In terms of food, ladybugs are polyphagous, that is to say:

phytophagous; aphidiphagous; coccidiphages.

It is thanks to this diversity of regime that they have been able to evolve successfully. These beetles are very fond of aphids and other small insects which they consume without damaging the plants. Ladybugs can eat up to 50 aphids per day.

They can now be found in garden centers or specialized stores to combat pests in the vegetable garden. Sometimes they are even sold by mail order, in boxes. They can be in the egg stage, larvae or adults.

The different species of ladybugs

There has been only one family of ladybugs since 2021. This is divided into 3 subfamilies, themselves divided into tribes:

the Microweiseinae (composed of 3 tribes); the Monocoryninae (grouped into a single tribe); the Coccinellinae (divided into 26 tribes).

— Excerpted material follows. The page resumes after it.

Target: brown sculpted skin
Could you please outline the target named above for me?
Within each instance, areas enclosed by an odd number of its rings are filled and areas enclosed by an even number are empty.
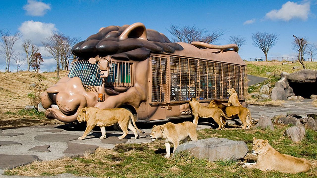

However, depending on the species of ladybug, the diet varies, thus giving rise to a new classification into 6 families:

phytophages (subcoccinella vigintiquatuorpunctata or the potato ladybug for example); mycophages (consume mushrooms); aleurodiphages (consume white flies); acariphages (consume mites); aphidiphages (such as coccinella septempunctata which consume aphids); coccidiphages (which eat mealybugs). The usefulness of ladybugs in the garden

A true ogre for aphids, ladybugs are the precious allies of gardeners, market gardeners and farmers. These little goddamn creatures are a 100% natural insecticide. The most common species is coccinella septempunctata. However, it is gradually being decimated by the Asian ladybug, considered invasive, although it is introduced by humans for biological control. Indeed, being wingless, it remains on the plant, but has naturally mutated and hunts and even eliminates its native counterparts.

They are sensitive to phytosanitary products, so it is not recommended to use them at the same time as a ladybug release, even if it is an organic or natural version.